Anyway the point is that we can hold more than one feeling about something and that’s a normal thing to do.

Lastly we talked about grief, which is something I haven’t really thought about since starting this journey last year. We talked and I wrote, back then, about the sense of another life, another timeline where I didn’t get diagnosed and our house renovations and travel plans continued as expected. I’ve had plenty of time since then to come to terms, but now I get to do it again; because the pathology report being good news doesn’t mean things are ‘over’. Things are not ‘normal’, as they were before last May, and they will not go back. So once again, there’s a sense of loss to become accustomed to, one I hadn’t really noticed on my own yet.

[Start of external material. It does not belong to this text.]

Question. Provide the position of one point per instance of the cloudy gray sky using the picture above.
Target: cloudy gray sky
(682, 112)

(This sense, I observed, may have also been why the pathology results weren’t as exciting to me as to others I talked to; because for me the results didn’t provide a definite sense of resolution.)

This week I was energetic and confident enough to go with my family to the Manitoba Museum, and we had a great day. I’ve felt deeply grateful to be up and about as much as I’ve been able to, although the seats in the planetarium did get right up my stitching and I was happy to keep moving after the show. (On the other hand: Lori and I got to have dinner and see a play last night, and even though the seats in the theatre were ancient they were perfectly comfortable for the duration. How???)

All in all, it turns out physical and emotional healing take time. More time than I’d like, surely. Time, and sometimes treats for myself, and sometimes a good episode of Star Trek, and sometimes just playing an old video game I’m really good at.